新・凡々ブログ

主にクトゥルー神話のことなど。

カロン

 ジョン=グラスビーだってアーカムハウスから作品集を刊行してもらっていれば、我が国でもベイジル=コッパー程度には有名になっていたかもしれないなどと一昨日の記事に書いてしまったが、あくまでも知名度で並べるというだけの話だ。作家としてはコッパーのほうが上だろう。
 コッパーは英国の作家で、1924年生まれ。2013年に89歳で亡くなっている。『真ク・リトル・リトル神話大系』の6巻に「シャフト・ナンバー247」が、『インスマス年代記』に「暗礁の彼方に」が収録されているので、クトゥルー神話ファンで彼の名前を御存じの方も多いだろう。近年の邦訳としては『ナイトランド・クォータリー』の8号に掲載された「『カリガリ博士』のフィルム」がある。

ナイトランド・クォータリーvol.08 ノスタルジア

ナイトランド・クォータリーvol.08 ノスタルジア

  • 発売日: 2017/02/28
  • メディア: 単行本(ソフトカバー)
 読者の心身を侵食するような恐怖を重厚な筆致で描き出すのが得意な作家と見えるが、ちょっと毛色の変わった作品として"Charon"がある。私の知る限り未訳なので、粗筋を紹介させていただこう。
 ソームズ氏は小さな会計事務所を経営している老人。妻子はおらず、夫と死別した妹と二人暮らしだ。大手の事務所と競合するのは楽ではなく、最近は体調も思わしくないようだった。
 ある晩、仕事を終えて帰宅しようとしたソームズ氏は街の片隅で古い店を見つける。かすれて消えかけた金文字で「有限会社カロン」と店の名前が表示してあったが、灯りはともっておらず、見たところ店内は空っぽだった。
 なぜかソームズ氏はその店のことが気になり、たびたび見に行った。店員とおぼしき長身の人物が店の中にいることもあったが、その顔まではわからない。また店内に入ろうとしても、何かしら偶発的な出来事があって邪魔をされてしまう。しかも店を見に通っていると、不思議なことにソームズ氏の健康状態は上向き、商売も繁盛するようになった。
 クリスマスが過ぎ、新年が来た。ソームズ氏が最後に店を訪れたのは2月中旬のことで、そのとき彼はとうとう店内に足を踏み入れる。店員は振り向き、ソームズ氏に手を差し伸べて話しかけた。銀の鈴を振るような声だった。
「やあ、お待ちしていましたよ」
 店員も年寄りだったが、とても美しく優しそうな顔をしていた。彼に案内されたソームズ氏は階段を降りていく。その先にあったのは黒々とした水をたたえた河で、大きな舟が待っていた。
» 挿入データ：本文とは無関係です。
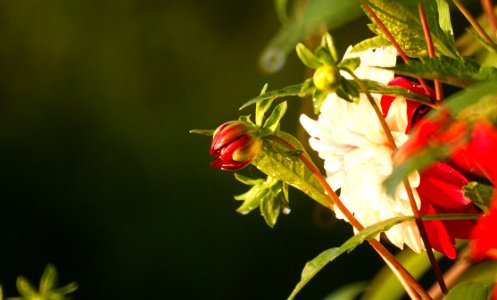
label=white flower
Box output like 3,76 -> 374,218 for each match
300,47 -> 424,252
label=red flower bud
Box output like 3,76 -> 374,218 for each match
210,121 -> 262,170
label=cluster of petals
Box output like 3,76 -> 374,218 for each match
300,47 -> 423,252
398,108 -> 497,260
301,47 -> 478,258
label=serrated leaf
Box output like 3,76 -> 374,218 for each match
368,0 -> 459,58
260,188 -> 281,228
350,35 -> 392,53
239,83 -> 304,110
383,80 -> 497,195
312,90 -> 328,114
361,80 -> 431,105
16,276 -> 38,298
338,57 -> 361,71
361,248 -> 443,300
252,131 -> 331,207
443,282 -> 488,300
462,181 -> 494,212
288,216 -> 414,299
385,57 -> 497,88
259,0 -> 362,73
295,43 -> 322,69
321,32 -> 338,64
468,28 -> 497,53
39,264 -> 58,295
262,101 -> 287,132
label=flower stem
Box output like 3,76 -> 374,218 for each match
481,0 -> 497,38
345,69 -> 448,294
453,0 -> 494,44
360,0 -> 431,100
269,135 -> 431,299
418,1 -> 443,101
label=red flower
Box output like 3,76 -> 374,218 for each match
471,193 -> 497,260
210,121 -> 262,170
381,78 -> 479,258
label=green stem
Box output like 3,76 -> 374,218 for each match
453,0 -> 494,44
344,68 -> 448,294
418,1 -> 443,101
269,135 -> 431,299
360,0 -> 431,99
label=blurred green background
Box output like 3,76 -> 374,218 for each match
0,0 -> 400,299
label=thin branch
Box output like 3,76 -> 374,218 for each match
360,0 -> 431,101
418,1 -> 443,101
429,248 -> 473,299
269,135 -> 431,299
481,0 -> 497,39
345,69 -> 448,294
453,0 -> 494,44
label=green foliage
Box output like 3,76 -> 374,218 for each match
253,131 -> 330,207
361,249 -> 443,300
235,174 -> 290,228
274,0 -> 288,24
462,181 -> 494,212
384,79 -> 497,195
288,216 -> 413,299
443,282 -> 488,300
259,0 -> 361,73
368,0 -> 459,59
7,264 -> 78,300
387,57 -> 497,88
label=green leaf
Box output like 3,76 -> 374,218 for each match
468,28 -> 497,53
253,131 -> 330,207
288,216 -> 414,299
338,57 -> 361,71
39,264 -> 58,295
443,282 -> 488,300
239,75 -> 430,113
263,101 -> 287,132
323,281 -> 369,300
259,0 -> 362,73
260,187 -> 281,228
361,80 -> 431,105
350,35 -> 392,53
189,129 -> 215,136
235,174 -> 290,228
361,248 -> 443,300
368,0 -> 459,58
385,57 -> 497,88
295,43 -> 322,69
383,79 -> 497,195
274,0 -> 288,24
16,276 -> 38,298
240,83 -> 304,110
462,181 -> 494,212
321,32 -> 338,64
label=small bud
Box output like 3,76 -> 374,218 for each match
312,65 -> 341,92
210,121 -> 262,170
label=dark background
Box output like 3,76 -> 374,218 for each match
0,0 -> 476,299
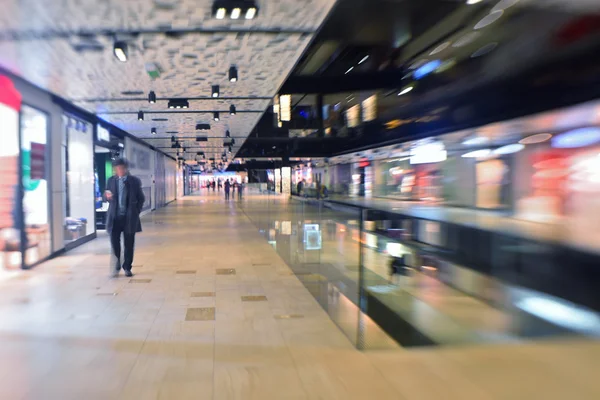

すでに何人も乗客がおり、みんな楽しげな表情だ。
「さあ、おいでなさい」店員は舟に飛び乗り、ソームズ氏にいった。「まだお席がありますから!」
 音楽と、さんざめく笑い声が聞こえた。もう店の名前の意味は明らかだったが、ソームズ氏はためらうことなく舟に乗りこむ。店員は櫂をとり、舟は岸辺を離れた。
 翌朝、ソームズ氏が路上で事切れているのが発見された。彼を最後に目撃した警官は、ソームズ氏が店に入ろうとしていたと証言する。しかし有限会社カロンは15年も前に廃業しており、ソームズ氏がなぜ関心を持ったのかは解けない謎のままとなった。
 もうひとつ不思議なことがあった。ソームズ氏は20歳も若返って見え、彼の死顔は深い安らぎと満足に満ちていたということだ……。
 いうまでもなくカロン黄泉の河の渡し守だが、とても優しく美しい物語だ。初出は1967年に刊行されたNot After Nightfallだが、私はFrom Evil's Pillowで読んだ。これは1973年にアーカムハウスから刊行されたコッパーの作品集で、1975年度の世界幻想文学大賞候補になっている。1973年といえばダーレスの死の2年後だが、この本の刊行は彼の遺していった出版計画に基づくものだろう。ダーレスの没後に残された人々は総帥の遺志を忠実に守ったが、グラスビーの作品集はまだ構想の段階だったので顧みられなかったものと思われる。
From Evil's Pillow

From Evil's Pillow

  • 作者:Copper, Basil
  • 発売日: 1973/06/01
  • メディア: ハードカバー
 『悪の枕元』という題名はシャルル=ボードレールの『悪の華』の一節を借用したもので、表紙絵はフランク=ユトパテルの手になる。すでに邦訳のある「『カリガリ博士』のフィルム」など5編の物語が収録されているが、"Charon"の順番は最後となっており、これは構成の妙というべきだろう。